Doğan Hızlan: Ben edebiyatta fanatizm geçerli olmasın istiyorum. Yani, (Ezra) Pound faşizmi savunmuş bir şair ama seviyorum. (T.S.) Eliot kuralcı ama onu seviyorum…
17 Aralık 2015 13:30
Doğan Hızlan’ın Kitap Hayat İçindir ve Kitaplar Kitabı serisinin beşincisi Deme Kış Yaz, Oku Yaz adlı eserleri raflardaki yerini aldı. Hızlan’ın Hürriyet, Radikal Kitap ve Tempo’daki seçme yazılarından oluşan kitaplar, edebiyat kadar gezi, yemek, kent tarihi ve müzik üzerine de keyifli bir okuma vadediyor. Hızlan ile okurluğu, okurdaki değişim, edebiyat dünyasındaki müesses nizam, ödüller ve sansür üzerine konuştuk. Söz, Doğan Hızlan’da…

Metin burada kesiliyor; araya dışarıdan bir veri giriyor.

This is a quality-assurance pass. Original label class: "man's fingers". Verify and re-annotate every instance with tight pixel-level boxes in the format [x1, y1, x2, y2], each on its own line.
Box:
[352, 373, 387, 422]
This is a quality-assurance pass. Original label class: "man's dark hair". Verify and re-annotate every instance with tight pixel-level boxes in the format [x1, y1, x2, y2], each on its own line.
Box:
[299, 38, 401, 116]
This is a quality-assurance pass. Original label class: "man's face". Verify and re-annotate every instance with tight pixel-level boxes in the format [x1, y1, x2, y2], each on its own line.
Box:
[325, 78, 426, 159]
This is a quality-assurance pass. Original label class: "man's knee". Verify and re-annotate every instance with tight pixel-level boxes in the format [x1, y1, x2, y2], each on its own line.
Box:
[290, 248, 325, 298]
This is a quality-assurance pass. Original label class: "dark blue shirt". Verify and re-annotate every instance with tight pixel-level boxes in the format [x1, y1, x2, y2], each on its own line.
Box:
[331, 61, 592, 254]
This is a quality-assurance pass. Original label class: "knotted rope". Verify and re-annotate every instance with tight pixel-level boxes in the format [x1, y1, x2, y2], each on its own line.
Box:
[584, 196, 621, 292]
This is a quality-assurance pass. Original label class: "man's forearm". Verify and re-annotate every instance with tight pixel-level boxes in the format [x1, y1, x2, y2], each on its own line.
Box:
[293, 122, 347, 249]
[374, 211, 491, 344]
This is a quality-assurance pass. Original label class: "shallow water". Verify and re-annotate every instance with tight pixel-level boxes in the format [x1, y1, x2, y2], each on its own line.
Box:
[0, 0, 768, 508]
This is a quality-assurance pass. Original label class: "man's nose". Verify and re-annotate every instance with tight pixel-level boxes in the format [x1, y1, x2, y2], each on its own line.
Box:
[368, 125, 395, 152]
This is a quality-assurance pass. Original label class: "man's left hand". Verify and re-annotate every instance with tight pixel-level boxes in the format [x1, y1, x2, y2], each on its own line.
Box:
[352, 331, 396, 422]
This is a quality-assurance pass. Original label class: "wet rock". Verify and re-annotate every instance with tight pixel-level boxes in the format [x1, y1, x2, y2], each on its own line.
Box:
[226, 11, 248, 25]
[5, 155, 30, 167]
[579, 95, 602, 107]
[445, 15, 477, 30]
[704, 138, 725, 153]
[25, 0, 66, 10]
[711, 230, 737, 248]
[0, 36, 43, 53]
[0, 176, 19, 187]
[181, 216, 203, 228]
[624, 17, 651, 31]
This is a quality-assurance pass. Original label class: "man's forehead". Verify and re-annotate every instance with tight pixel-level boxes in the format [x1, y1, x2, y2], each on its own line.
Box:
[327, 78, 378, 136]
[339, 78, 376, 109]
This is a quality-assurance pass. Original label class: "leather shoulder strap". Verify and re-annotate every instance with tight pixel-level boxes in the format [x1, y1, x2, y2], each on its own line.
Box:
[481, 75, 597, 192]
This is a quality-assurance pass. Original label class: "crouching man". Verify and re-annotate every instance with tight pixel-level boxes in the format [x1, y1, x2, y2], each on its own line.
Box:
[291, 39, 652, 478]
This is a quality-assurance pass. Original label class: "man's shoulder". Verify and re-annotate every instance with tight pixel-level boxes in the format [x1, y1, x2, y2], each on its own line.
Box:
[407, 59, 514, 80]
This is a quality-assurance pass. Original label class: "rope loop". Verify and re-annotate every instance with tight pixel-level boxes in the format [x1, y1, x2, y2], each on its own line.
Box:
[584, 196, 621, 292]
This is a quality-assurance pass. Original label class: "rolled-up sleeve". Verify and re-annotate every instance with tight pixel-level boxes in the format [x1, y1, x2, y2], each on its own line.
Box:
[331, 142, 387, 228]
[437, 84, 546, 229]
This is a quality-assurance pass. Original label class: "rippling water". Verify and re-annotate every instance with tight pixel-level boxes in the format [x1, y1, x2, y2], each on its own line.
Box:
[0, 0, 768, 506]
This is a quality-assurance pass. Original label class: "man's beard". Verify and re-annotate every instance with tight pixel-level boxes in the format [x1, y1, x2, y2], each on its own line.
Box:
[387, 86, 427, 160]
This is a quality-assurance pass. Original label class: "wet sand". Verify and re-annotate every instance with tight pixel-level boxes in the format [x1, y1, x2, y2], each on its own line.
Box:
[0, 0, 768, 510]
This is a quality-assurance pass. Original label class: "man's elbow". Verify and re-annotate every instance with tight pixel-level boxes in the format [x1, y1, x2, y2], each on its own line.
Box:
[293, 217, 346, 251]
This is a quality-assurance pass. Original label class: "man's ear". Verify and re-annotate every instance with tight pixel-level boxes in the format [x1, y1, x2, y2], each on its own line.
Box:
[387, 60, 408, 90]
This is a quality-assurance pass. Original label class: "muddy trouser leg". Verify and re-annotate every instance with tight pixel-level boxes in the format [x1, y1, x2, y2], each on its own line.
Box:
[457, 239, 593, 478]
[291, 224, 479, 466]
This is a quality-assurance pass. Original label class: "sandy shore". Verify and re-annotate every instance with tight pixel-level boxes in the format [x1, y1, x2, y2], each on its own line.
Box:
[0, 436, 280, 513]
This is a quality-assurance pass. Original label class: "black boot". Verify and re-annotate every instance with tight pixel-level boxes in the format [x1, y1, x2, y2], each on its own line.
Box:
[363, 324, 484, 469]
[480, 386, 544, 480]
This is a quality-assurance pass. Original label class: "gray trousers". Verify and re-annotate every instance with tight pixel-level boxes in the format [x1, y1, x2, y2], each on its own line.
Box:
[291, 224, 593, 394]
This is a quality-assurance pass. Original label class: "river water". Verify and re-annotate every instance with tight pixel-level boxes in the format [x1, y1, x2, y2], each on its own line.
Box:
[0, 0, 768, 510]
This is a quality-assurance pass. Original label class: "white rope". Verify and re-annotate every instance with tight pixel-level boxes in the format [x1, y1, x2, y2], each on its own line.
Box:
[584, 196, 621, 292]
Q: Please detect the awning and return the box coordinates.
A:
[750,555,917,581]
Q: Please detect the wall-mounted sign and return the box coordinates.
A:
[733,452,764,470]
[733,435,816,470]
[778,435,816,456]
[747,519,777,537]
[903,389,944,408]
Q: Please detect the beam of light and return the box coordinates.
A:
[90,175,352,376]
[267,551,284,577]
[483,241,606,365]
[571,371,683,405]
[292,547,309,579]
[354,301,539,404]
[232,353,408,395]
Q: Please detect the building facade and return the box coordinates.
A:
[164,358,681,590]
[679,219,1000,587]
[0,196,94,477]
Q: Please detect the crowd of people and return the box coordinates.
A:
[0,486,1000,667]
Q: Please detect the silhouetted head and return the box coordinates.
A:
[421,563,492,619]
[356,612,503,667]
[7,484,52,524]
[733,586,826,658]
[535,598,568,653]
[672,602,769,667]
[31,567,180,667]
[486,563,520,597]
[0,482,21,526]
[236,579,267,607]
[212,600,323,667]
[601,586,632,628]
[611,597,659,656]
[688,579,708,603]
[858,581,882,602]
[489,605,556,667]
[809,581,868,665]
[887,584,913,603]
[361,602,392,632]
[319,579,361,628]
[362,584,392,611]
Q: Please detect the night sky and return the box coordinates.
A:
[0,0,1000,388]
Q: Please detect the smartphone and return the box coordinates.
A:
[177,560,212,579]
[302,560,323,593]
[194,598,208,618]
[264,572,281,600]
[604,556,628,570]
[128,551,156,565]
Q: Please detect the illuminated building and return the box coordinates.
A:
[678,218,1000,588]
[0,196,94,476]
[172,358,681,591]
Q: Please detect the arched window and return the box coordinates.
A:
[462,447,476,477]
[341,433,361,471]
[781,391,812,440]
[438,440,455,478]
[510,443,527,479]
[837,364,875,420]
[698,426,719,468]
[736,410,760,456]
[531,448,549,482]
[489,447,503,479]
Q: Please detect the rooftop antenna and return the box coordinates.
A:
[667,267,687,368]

Gabriel García Márquez bir söyleşisinde “Herkesin üç hayatı vardır: Kamusal hayat, özel hayat ve gizli hayat” diyor. Sizin bir eleştirmen, hâliyle okur olarak kamusal bir hayatınız var. Ben, okurun kitapla kurduğu ilişkiyi çok mahrem bulurum. Kamusal olanın ötesinde, özel ve gizlide nasıl bir okur Doğan Hızlan?

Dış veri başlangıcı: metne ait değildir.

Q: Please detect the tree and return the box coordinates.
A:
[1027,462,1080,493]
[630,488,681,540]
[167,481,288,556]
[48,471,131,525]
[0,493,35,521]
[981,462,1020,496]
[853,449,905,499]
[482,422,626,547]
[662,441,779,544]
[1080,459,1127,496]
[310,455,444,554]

Ben her okuduğumu yazmam. Adeta benim özel okumalarımdır onlar. İçinde her türlü gizli olan da vardır, asosyal olan da vardır, apolitik olan da vardır, çok politik olan da vardır. Onları yazdığımı sanmıyorum. Çünkü onlar insanın kişiliğini yapan şeylerdir ama bu kişilik izleri, bu kişilik yansımaları okuru pek ilgilendirmez. Hani, adeta okumaların bir özel hayatı da var. Ben kitap dışında nota da okurum. Onlar hele hiç ilgilendirmez kimseyi. Bunun dışında tabii, ben bilgili okuru çok seviyorum. Yani, okur biraz muhalif, biraz mütecaviz de olabilir. Enis Batur’un bir lafı var, diyor ki: “Müşteri velinimetimizdir gibi okur velinimetimizdir” dememek lazım. Evet, doğru. Enis’in söylediği güzel bir söz ama ben velinimet veya değil olduğuna bakmıyorum; okurun kızma hakkı, eleştiri hakkı var. Hele bu internet hızı çıktıktan sonra… İnsan yazının da çokgel olan özelliğini tartmış oluyor. Yani, eksiğinizi, fazlanızı görmüş oluyorsunuz. Ama bence tabii yayınlanan her yazı eksiktir.
Yazının eksiğini, fazlasını okur mu belirler sizin gözünüzde?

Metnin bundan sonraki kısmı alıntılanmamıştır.